SQL> SELECT / * Rule * / * from TMP_EMP T where exists (Select Null from Scott.emp e Where t.ename = e.ename);
Empno ename Job Mgr Hiredate Sal Comm Deptno
---------- ------------------------- --- ---------- ---------- ----------
7369 Smith Clerk 7902 17-December -80 800 20
7788 Scott Analyst 7566 19- April-87 3000 20
Implementation plan
-------------------------------------------------- ------------
0 Select Statement Optimizer = HINT: RULE
1 0 Filter
2 1 Table Access (Full) of 'TMP_EMP' (Table) 3 1 Table Access (Full) Of 'EMP' (Table)
Use RBO to be different!
SQL> SELECT T. * From Tmp_EMP T, Scott.emp e where t.ename = E.ename;
Empno ename Job Mgr Hiredate Sal Comm Deptno
---------- ------------------------- --- ---------- ---------- ----------
7369 Smith Clerk 7902 17-December -80 800 20
7788 Scott Analyst 7566 19- April-87 3000 20
Implementation plan
-------------------------------------------------- ------------
0 Select Statement Optimizer = All_Rows (COST = 5 Card = 2 Bytes = 88)
1 0 NESTED LOOPS (COST = 5 Card = 2 Bytes = 88)
2 1 Table Access (Full) of 'EMP' (COST = 3 Card = 14 bytes = 70)
3 1 Table Access (by index rowid) of 'tmp_emp' (table) (COST = 1 card = 1 bytes = 39)
4 3 Index (Unique Scan) of 'PK_TMPEMP' (INDEX (COST = 0 Card = 1)
This seems to be in CBO, inin, in, exists is likely to get the same execution plan (more cases no test), the optimizer will find the same semantics of the three; in the earlier RBO Under Exists uses Filter and IN is equivalent to the relationship between subqueries first Distinct, the internal association is directly related to it.
Tom said in his latest reply:
Use the rbo and see what you see. Way Back When I wrote this, That Was the "more popular" of the two perhaps
Today In 2005, What I Said Years Ago Using The RBO Does Not Apply to the Cbo. The CBO IS SMART ENOUGH To Recognize There Two Things Are Effectively The Same.

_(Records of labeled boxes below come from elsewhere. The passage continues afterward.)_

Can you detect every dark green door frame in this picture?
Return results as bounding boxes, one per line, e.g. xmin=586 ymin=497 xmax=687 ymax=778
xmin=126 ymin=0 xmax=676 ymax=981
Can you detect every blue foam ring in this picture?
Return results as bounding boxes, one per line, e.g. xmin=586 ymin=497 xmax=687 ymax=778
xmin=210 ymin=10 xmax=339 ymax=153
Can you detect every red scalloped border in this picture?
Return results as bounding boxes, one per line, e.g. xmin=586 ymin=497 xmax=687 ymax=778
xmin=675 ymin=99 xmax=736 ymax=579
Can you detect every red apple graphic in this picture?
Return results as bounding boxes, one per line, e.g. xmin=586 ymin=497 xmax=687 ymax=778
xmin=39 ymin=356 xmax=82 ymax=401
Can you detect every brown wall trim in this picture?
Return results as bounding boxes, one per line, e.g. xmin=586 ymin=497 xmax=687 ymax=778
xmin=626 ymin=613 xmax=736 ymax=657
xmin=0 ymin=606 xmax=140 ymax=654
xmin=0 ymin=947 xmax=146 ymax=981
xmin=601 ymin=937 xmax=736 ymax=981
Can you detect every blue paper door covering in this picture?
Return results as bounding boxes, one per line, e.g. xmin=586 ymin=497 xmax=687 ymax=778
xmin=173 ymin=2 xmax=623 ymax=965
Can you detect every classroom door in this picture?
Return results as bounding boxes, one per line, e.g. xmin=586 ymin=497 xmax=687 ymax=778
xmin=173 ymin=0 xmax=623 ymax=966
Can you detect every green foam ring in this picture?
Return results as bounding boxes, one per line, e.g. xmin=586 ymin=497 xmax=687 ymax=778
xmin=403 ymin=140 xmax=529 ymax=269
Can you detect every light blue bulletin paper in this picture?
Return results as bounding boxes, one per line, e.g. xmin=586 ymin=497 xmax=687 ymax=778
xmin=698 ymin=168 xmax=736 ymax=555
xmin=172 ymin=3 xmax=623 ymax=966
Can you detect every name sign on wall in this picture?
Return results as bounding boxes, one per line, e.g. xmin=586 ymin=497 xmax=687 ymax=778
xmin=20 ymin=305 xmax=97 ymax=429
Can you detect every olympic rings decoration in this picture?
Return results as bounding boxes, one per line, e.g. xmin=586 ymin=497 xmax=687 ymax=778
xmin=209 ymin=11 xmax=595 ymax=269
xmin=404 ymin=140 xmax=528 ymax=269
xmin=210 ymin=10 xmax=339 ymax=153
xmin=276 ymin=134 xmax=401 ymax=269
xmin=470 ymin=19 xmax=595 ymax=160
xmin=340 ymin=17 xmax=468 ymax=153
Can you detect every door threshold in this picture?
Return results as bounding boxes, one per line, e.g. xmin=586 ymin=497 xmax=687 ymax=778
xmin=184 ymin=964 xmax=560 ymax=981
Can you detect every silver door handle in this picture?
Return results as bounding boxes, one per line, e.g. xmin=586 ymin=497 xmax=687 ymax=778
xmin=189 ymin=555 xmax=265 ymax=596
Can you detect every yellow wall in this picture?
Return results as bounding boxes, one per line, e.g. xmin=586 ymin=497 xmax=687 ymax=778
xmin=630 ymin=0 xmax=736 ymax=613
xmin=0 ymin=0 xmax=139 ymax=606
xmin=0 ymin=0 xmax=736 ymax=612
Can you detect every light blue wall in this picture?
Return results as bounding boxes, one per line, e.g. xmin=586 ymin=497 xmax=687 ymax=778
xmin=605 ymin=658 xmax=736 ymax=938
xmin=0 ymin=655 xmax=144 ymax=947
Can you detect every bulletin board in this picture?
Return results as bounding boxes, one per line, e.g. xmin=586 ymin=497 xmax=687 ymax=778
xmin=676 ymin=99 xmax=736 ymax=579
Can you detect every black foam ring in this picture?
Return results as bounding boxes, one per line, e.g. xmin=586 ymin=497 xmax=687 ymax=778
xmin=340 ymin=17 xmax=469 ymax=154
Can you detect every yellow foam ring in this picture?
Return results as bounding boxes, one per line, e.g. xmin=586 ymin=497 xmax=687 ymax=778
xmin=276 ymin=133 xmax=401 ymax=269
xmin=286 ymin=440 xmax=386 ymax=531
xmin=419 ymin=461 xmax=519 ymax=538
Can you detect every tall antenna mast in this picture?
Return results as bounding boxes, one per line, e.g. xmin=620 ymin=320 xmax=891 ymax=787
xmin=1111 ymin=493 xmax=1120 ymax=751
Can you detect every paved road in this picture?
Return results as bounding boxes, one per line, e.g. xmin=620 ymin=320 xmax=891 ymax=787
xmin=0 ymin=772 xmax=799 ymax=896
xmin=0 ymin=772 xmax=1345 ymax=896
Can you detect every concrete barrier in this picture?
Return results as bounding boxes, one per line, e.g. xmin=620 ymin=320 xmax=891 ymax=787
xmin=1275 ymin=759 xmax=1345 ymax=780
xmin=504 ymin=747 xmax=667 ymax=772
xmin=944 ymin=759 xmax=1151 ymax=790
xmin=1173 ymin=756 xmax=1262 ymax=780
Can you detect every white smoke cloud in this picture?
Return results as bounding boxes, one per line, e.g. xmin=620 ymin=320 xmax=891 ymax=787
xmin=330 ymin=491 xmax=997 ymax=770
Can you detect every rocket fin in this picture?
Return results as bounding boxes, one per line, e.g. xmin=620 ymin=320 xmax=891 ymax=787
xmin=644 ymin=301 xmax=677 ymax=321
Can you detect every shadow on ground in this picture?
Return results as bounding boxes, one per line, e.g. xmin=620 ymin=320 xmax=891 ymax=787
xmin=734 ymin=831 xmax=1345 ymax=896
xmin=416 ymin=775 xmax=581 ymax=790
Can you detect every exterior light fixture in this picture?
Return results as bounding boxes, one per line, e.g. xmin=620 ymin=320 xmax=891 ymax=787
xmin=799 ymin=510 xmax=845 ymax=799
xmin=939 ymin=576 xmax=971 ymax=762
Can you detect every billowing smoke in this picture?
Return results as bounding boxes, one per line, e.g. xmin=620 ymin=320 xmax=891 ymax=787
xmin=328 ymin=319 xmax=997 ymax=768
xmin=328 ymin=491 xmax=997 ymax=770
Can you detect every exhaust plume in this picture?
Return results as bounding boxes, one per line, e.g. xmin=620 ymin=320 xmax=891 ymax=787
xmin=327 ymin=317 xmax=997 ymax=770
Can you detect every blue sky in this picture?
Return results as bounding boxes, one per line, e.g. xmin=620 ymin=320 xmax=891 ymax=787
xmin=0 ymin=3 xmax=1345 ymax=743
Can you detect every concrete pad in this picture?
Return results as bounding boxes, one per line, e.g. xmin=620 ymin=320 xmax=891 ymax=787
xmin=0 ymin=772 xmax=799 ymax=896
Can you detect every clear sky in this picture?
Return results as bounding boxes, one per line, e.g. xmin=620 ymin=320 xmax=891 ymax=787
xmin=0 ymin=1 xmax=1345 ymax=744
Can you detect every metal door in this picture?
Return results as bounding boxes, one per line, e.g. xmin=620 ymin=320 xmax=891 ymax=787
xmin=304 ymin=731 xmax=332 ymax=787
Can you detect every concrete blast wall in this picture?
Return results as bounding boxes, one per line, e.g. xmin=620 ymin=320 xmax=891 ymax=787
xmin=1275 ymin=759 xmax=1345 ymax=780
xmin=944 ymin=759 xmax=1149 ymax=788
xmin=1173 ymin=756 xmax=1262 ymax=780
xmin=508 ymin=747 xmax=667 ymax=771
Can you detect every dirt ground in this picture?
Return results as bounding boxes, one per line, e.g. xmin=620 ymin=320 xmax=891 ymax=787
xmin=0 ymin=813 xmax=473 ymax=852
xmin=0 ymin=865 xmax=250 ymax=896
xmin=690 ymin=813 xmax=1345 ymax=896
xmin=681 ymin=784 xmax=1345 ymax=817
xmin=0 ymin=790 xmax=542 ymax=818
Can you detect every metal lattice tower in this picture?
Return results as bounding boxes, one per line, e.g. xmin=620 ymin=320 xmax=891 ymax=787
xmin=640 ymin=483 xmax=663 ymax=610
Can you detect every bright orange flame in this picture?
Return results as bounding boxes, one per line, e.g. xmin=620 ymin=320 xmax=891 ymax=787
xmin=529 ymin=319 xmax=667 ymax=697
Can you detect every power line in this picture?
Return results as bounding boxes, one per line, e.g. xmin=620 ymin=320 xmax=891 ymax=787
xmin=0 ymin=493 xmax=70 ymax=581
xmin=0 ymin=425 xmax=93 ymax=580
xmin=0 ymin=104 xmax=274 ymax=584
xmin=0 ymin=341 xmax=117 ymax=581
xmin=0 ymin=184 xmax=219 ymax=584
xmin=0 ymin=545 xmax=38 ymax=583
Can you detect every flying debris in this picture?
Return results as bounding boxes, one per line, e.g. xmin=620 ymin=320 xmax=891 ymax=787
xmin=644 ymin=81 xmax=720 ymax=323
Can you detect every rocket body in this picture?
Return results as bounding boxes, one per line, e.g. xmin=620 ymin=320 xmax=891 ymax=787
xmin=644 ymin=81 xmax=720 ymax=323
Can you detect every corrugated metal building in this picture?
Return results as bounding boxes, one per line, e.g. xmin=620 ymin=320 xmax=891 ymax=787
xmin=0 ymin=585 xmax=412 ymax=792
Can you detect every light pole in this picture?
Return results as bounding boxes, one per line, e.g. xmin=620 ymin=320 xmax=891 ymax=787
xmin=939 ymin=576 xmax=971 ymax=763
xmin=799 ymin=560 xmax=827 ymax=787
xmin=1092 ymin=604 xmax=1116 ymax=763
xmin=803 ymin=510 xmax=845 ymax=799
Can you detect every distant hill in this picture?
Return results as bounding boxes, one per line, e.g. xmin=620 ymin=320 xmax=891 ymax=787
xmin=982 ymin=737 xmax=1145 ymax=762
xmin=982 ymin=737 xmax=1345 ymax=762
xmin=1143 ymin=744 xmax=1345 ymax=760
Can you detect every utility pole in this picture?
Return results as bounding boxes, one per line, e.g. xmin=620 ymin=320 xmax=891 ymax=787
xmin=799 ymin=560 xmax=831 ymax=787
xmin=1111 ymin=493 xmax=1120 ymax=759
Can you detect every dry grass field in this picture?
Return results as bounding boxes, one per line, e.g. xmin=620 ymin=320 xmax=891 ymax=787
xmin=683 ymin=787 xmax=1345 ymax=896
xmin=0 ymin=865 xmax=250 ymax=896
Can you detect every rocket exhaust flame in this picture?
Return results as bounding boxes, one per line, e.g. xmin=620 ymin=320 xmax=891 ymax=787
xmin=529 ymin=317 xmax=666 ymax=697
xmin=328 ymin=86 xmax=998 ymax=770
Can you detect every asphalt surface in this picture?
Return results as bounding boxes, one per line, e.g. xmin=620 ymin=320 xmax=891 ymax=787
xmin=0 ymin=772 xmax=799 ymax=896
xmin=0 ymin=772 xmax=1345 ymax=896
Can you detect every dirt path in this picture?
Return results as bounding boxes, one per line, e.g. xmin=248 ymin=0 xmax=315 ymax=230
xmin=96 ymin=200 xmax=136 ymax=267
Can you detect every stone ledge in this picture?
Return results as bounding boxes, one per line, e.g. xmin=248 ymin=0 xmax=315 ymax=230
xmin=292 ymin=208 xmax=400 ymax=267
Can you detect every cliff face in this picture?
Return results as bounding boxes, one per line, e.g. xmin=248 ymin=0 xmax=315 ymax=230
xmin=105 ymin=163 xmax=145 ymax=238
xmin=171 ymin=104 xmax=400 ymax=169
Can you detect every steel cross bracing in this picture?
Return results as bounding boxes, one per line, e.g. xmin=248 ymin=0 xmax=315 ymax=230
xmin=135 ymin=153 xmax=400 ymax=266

IN is equivalent to the child's first Distinct, this is really not easy, why is RBO doing this? There is no general, my personal understanding is when I think in IN is a list of the list of values. Of course, I will first calculate the value first, then NL is OK, if the back is the value in a table later, It may be treated as it; and maybe mostly the use of the son query on the outer query, that is, the outer layer is large, and the return value of the subquery is less. Look at different implementation plans for different situations, Oracle does still spend some minds in CBO, Herce. Conclusion: Under RBO, use IN or exists needs to be determined, as long as you remember
Use IN presence and Distinct this step should not be difficult to judge; CBO's optimizer will choose for you, how to write is just habits.